The scariest movie I've seen since The Ring

I spent my last 24 hours of freedom relaxing and watching a bunch of movies. Two of them were just dumb piles of action: Banlieue 13 (imdb | rotten tomatoes) was remarkable for the all the Parkour-ish action, while Smokin’ Aces (imdb | rotten tomatoes) was remarkable only for the extreme hotness of Alicia Keys. Both were fun to watch, but gone from my head the second they ended.

However, this afternoon I watched a documentary called Deliver Us From Evil (imdb | rotten tomatoes), and it’s going to stay with me for a long, long time. It was at the film festival last year and I wanted to see it then, as documentary filmmakers always shed more light on their films in person at festivals. However, the finished product is more then enough for me.

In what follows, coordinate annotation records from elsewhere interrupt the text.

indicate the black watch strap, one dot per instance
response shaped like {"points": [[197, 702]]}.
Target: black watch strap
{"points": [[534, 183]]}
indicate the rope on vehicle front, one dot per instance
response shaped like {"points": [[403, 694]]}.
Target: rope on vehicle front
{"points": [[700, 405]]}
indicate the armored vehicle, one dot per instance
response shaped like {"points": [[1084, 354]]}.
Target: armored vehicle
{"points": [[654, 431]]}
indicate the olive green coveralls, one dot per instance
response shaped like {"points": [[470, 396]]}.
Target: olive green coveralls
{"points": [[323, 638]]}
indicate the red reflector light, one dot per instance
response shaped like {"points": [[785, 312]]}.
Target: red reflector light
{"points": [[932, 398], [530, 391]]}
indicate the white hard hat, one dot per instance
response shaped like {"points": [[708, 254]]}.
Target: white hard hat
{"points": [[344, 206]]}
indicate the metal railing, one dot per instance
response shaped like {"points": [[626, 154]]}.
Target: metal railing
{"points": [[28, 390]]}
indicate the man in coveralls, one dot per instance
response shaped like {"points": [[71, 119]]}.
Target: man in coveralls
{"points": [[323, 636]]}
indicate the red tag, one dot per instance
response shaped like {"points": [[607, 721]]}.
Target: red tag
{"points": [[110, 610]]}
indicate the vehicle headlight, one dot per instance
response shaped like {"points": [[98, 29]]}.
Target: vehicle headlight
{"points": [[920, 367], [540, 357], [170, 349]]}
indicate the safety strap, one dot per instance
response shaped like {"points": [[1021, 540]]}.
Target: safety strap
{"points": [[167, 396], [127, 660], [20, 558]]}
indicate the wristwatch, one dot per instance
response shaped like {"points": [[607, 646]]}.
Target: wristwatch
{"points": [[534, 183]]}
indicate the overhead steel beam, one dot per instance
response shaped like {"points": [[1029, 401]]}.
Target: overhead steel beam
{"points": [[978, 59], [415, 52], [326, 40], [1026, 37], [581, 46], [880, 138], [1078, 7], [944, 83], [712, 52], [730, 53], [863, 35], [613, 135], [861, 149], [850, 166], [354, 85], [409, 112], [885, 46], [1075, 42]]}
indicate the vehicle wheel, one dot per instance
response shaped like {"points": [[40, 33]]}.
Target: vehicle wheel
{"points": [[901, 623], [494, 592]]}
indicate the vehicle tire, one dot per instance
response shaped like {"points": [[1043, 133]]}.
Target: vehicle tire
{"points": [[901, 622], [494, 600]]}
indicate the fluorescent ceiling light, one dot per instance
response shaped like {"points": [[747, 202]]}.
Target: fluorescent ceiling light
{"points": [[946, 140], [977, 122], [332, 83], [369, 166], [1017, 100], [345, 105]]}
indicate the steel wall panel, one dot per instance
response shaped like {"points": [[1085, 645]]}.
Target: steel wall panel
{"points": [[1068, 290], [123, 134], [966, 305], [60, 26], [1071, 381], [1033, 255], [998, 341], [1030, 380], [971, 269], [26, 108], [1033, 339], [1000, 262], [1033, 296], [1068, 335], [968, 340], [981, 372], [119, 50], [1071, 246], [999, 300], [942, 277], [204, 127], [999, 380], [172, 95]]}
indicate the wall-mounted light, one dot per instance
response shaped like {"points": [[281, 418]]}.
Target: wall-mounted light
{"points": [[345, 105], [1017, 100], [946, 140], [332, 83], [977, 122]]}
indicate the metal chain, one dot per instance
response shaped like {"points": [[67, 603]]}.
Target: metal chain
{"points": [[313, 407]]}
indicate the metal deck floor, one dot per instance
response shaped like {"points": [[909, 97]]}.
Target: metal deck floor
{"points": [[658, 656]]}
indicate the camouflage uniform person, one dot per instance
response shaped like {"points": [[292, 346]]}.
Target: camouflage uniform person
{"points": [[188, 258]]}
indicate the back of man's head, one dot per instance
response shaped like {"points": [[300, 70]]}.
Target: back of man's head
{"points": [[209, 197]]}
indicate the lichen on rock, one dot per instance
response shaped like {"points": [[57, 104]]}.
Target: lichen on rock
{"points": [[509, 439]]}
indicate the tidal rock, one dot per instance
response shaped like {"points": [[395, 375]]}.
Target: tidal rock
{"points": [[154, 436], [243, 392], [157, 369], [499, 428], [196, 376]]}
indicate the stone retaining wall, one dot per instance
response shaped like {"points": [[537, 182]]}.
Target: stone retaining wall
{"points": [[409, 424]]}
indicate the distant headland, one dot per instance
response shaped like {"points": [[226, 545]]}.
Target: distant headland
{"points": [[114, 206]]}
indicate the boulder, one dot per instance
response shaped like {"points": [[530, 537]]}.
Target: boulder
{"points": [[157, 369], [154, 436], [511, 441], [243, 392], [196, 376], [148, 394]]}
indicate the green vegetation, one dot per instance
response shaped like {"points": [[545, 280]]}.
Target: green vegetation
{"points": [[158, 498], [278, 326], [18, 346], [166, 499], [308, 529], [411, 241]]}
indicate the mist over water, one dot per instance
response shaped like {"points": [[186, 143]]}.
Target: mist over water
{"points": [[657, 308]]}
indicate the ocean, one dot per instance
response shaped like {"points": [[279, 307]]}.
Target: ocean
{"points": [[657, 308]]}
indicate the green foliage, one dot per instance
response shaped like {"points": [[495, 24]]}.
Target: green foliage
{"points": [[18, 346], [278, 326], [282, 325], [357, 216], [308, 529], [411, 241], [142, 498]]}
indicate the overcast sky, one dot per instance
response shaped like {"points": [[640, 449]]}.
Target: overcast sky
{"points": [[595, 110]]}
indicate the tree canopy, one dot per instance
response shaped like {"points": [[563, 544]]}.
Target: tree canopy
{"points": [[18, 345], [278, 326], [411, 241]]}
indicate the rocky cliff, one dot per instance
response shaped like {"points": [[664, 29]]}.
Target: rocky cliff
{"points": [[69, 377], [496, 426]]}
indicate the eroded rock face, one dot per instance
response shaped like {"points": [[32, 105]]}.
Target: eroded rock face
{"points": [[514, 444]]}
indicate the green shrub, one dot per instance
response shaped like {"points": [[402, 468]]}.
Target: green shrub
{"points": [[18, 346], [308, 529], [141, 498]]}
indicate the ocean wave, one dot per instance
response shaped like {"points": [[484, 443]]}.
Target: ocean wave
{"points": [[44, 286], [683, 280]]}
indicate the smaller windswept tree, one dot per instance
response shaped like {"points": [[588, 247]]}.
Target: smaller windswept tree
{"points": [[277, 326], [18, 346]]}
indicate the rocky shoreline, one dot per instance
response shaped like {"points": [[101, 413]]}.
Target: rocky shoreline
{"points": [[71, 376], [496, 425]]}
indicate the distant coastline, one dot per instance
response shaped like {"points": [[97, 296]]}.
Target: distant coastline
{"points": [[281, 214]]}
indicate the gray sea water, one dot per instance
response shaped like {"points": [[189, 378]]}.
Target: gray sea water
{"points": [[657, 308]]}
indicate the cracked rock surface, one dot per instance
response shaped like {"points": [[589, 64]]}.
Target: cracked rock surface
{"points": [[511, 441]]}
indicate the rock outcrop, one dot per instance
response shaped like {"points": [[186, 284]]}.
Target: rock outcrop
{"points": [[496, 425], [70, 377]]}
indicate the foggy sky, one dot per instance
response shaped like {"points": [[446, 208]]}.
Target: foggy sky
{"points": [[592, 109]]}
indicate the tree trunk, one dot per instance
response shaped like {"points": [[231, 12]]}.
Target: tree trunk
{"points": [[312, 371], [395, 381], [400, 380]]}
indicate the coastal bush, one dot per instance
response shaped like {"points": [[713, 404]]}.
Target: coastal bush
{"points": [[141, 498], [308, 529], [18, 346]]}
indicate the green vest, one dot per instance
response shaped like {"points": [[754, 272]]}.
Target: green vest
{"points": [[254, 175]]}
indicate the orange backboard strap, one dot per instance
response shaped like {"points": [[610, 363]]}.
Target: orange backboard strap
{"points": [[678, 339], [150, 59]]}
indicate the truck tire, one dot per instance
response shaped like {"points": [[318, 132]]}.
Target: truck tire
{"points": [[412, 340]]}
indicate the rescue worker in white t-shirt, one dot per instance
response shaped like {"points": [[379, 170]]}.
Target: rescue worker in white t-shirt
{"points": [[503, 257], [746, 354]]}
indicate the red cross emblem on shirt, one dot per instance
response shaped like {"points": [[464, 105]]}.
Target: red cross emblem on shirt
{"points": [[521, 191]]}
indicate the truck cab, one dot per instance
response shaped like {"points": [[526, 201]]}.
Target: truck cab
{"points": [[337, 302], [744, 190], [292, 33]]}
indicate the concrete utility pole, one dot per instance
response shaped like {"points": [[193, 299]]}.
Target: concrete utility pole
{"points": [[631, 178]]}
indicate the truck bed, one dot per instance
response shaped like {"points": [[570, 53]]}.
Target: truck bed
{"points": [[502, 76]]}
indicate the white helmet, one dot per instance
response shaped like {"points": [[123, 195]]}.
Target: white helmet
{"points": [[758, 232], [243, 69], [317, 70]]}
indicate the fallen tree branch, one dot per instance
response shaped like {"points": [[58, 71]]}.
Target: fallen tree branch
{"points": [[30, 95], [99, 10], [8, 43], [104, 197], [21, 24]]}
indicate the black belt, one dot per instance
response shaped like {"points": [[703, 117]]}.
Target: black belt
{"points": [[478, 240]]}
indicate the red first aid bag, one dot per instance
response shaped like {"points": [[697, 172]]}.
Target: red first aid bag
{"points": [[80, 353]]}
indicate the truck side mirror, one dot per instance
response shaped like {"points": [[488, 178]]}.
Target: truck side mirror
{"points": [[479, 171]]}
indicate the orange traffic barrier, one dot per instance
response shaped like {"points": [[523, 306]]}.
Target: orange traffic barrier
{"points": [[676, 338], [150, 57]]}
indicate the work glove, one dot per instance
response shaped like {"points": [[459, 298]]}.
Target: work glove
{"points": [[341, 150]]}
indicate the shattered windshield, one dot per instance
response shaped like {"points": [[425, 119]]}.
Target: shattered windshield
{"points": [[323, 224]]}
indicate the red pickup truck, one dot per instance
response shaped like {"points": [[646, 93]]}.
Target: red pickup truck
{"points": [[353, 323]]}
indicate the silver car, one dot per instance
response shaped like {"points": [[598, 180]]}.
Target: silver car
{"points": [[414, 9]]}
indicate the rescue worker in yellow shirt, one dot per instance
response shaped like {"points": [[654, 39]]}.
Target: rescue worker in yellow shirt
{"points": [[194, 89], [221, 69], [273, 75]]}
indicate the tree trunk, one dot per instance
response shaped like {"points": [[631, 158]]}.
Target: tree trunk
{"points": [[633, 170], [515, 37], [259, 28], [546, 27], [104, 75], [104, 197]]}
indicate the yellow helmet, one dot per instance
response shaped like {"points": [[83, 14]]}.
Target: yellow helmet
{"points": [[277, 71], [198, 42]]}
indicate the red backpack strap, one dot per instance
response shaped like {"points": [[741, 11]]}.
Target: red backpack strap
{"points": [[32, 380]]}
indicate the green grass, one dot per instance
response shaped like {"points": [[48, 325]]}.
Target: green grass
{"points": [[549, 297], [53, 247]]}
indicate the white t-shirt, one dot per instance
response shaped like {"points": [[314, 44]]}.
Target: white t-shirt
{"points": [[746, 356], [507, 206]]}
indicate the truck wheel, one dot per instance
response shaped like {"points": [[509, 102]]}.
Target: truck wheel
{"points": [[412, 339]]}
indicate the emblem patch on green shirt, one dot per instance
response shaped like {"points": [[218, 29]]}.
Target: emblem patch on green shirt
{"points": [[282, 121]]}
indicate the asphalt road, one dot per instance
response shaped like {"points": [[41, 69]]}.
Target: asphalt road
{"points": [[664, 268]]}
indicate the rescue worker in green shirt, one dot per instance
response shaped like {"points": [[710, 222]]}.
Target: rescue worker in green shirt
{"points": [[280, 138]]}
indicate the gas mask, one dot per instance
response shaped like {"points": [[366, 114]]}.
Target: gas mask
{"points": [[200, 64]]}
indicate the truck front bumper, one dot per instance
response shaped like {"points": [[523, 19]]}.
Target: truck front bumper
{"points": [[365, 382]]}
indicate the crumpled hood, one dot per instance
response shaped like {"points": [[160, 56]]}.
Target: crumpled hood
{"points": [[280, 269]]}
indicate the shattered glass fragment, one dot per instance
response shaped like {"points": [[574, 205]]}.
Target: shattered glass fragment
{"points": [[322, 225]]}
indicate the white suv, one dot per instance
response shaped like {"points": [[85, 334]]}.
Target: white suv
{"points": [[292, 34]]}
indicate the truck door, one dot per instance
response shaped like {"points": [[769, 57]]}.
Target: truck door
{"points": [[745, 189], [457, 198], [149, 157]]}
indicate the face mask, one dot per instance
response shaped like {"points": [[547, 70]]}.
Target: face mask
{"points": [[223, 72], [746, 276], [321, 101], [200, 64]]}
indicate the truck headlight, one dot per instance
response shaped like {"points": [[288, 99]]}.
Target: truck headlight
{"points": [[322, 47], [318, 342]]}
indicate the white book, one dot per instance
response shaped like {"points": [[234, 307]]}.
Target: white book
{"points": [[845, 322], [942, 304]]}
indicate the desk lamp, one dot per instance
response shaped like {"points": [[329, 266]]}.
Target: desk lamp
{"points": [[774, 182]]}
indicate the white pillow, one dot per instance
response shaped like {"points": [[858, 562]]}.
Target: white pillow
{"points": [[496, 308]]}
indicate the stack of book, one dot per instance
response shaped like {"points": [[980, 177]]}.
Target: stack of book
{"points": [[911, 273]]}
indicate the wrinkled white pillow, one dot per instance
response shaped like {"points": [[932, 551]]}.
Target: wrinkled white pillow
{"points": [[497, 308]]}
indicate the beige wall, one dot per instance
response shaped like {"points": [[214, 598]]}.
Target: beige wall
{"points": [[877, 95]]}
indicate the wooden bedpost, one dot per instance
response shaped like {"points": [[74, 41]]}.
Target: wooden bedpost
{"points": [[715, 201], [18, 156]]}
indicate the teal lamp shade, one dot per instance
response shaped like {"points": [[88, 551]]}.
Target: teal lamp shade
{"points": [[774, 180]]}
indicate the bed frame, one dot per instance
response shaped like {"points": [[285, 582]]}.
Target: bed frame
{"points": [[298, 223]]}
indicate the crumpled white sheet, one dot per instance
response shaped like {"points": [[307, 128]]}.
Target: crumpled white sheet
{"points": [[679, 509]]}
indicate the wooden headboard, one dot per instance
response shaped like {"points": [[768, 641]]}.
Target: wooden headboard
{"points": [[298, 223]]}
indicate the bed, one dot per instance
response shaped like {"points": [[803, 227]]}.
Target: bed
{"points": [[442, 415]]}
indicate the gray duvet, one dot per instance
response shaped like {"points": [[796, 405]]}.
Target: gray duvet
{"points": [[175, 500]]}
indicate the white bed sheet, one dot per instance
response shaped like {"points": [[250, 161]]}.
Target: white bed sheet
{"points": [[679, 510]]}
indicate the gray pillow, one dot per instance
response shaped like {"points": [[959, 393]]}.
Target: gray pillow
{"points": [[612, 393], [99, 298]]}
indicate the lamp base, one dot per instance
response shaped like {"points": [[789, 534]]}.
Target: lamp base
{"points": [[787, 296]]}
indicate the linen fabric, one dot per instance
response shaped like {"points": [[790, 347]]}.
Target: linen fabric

Director Amy Berg told the story of Oliver O’Grady, a catholic priest who sexually abused children in California in the 70s and 80s. She used extensive interviews with O’Grady himself (more on him in a minute) and with a few victims and their families, as well as deposition interviews with various members of the church. There was also analysis from lawyers, theologians and even a reformist priest. From a craft standpoint, Berg worked the story up perfectly from the small details to the bigger picture, including the dissection of how catholic doctrine and hierarchy could allow — even enable — this abuse to happen, and making sure not to absolve the highest of levels…even the current pope himself was connected to the scandals at the highest levels. Expertly done, and completely gripping.

O’Grady himself was difficult to watch. There can be no doubt that the man is a sociopath, but he seemed to hover on the fine line between disturbed and monstrous. I could never quite determine if his actions were the result of horrid intent or uncontrollable disease, but I never felt as if he were anything but evil. But he was one man, and he could have been stopped. For years the church protected itself by protecting him, moving him from one town to the next, giving him opportunity after opportunity to abuse and rape adults, children and even infants. While the film shows O’Grady through an unfiltered lens — the man needs no help in damning himself — the accusatory finger is firmly leveled at the California diocese and the church itself.

If you can stomach the subject matter — and it is very disturbing to watch O’Grady, because the man not only exhibits an utter lack of remorse, he still seems truly menacing — then I cannot recommend the film enough. And if you’re worried that it unfairly attacks Catholics, it doesn’t; it attacks self-serving power structures. As the afore-mentioned reformist priest said, “Real Catholics are revolutionaries, like Jesus. Did you ever notice that the only time Jesus got mad was when he went to church?”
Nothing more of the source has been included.